赤ちゃんの成長にともない遊びもステップアップしたいですね。この時期におすすめの遊びとおもちゃをご紹介します。
高い高い
この時期の赤ちゃんは体つきがしっかりしてくるので、高い高いをしても大丈夫。きっと今までにないアクティブな遊びに大喜びするでしょう。高く抱き上げた状態で左右に揺さぶってあげたり、赤ちゃんのお腹を頭でこちょこちょしてあげるといっそう喜びます。
リズムでトントン
この時期の赤ちゃんは、さまざまな音やリズムをとても楽しみます。箱や缶などを準備し、赤ちゃんの手をとってトントンとリズムよく叩いてあげましょう。どのような音が出るのか、いろんな物で試してみるといいですね。
いないいないばあ
この時期でも、まだ赤ちゃんはいないいないばあが大好き。より楽しませるためにも、「ばあ」とする前に長く間合いをとったり、いろんな場所から顔を出したりと変化をつけてあげましょう。
この時期にあるといいおもちゃ
・起き上がりこぼしなどの倒せるおもちゃ

・飛び出たりする仕掛けおもちゃ

・ガラガラと音が出たり、回せるおもちゃ

・ビニールボール

・積み木・箱

さまざまな形、色、材質が楽しみの対象となるので、おもちゃでなくても危険でなければなんでも手に取らせてみましょう。

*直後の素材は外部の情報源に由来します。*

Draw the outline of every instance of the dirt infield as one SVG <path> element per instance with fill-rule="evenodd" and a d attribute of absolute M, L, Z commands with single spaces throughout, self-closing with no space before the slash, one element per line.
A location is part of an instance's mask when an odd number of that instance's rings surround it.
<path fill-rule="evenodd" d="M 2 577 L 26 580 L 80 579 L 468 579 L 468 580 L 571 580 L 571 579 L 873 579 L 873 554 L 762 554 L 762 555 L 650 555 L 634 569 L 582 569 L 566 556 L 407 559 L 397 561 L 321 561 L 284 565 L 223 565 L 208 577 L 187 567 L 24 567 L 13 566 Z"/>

この時期は、鏡や紙で遊ぶのも大好きです。また、この頃の赤ちゃんには物を調べる情熱が芽生えています。紙袋や箱など、探索できるものも与えてあげましょう。
まとめ

できることが多くなり、行動範囲も広くなることで活発に動くようになる時期。赤ちゃんと過ごす時間がよりいっそう楽しくなりますが、誤飲や転倒など、新しい危険も出てきます。離乳食や夜泣きなど、育児でも大変なことが多い時期ですが、赤ちゃんの成長を見ればそれも報われるはず。日々、喜びを感じながら過ごしたいですね。